Arizona Legislature Sparks Equal Rights Conversation
PHOENIX - Arizona Governor Jan Brewer has only five days under law to decide whether to veto legislation allowing businesses to deny service to gay customers. The bill cleared the Arizona legislature last week. Brewer received the bill Monday -- leaving her four days to veto it, or it becomes law.
Three state senators who voted for the legislation now say they oppose the bill. Opponents of the bill say it's a license to discriminate, while some Republicans say the bill is about protecting religious freedom. Republicans cite the case of a New Mexico photographer who was sued after refusing to take wedding pictures of a gay couple. However, unlike New Mexico, Arizona has no such laws protecting people based on sexual orientation.
Republicans in ten states have introduced various forms of the "Christian Shield" law, which protects religious business owners from legal backlash if they turn away a homosexual customer.
Doctors in the U.S. can refuse the right to perform abortions on religious grounds, but that hasn't eased the heat on this bill that is trying to "protect people's religious liberties". A conservative group that helped write the law says Arizona laws need to be broadened to allow people to work according to their beliefs.

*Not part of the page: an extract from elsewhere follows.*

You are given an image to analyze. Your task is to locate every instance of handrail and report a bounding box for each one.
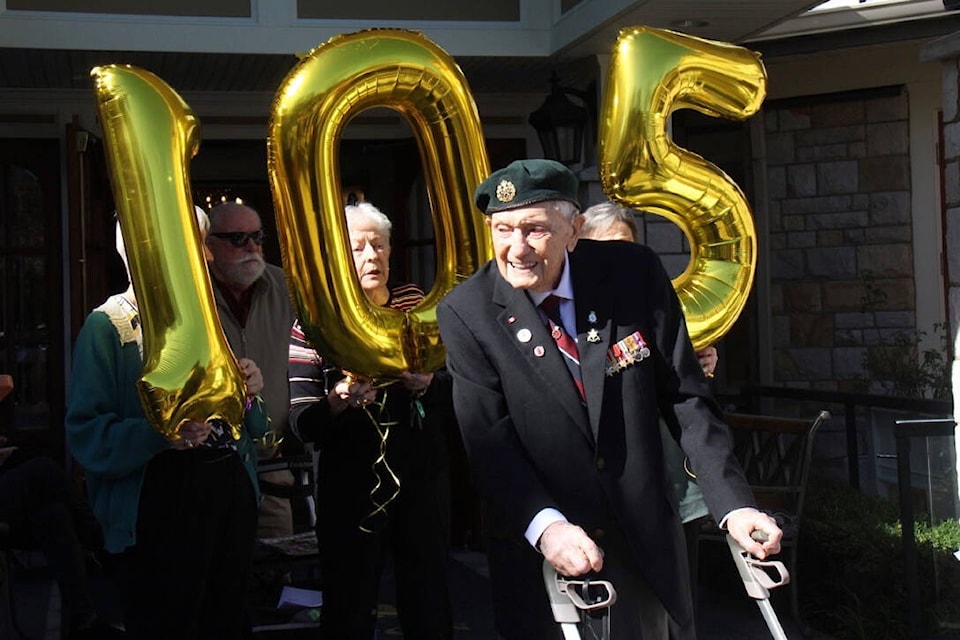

One pizzeria in Arizona had a message for the politicians who supported the bill: posting signs that said, "We deserve the right to refuse service to Arizona legislators."

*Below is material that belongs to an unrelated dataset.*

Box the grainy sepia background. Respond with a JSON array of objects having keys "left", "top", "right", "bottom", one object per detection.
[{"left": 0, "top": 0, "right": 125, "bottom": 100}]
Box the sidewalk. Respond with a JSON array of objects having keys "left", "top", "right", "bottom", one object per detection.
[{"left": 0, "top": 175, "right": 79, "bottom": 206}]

U.S. Attorney General Eric Holder reminded State Attorney Generals they're not required to defend a state ban on same-sex marriage. Holder refused to legally defend the Defense of Marriage Act, an act that banned the federal government from recognizing same-sex marriages approved by states. That part of the law was deemed unconstitutional last summer.

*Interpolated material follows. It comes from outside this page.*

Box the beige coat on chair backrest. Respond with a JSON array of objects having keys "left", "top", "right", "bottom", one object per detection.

Equality issues are also making news in Oklahoma City as lawyers appealed a judge's ruling that overturned the state's ban on same-sex marriage. Lawyers argued that legalizing gay marriage would harm children and make traditional marriage unstable. The case started when U.S. District Judge Terence Kern ruled against a county court clerk whose office refused to give a marriage license to two women.
Marriage equality challenges seem to be appearing around the nation. A two-week trial to overturn Michigan's ban on gay marriage starts Tuesday. The case began in 2012 when two Detroit nurses wanted to adopt each other's children, but a judge invited them to add the same-sex marriage ban to their lawsuit. The women argue the ban on gay marriage violates the equal protection clause. The case will have a full trial with testimony from experts.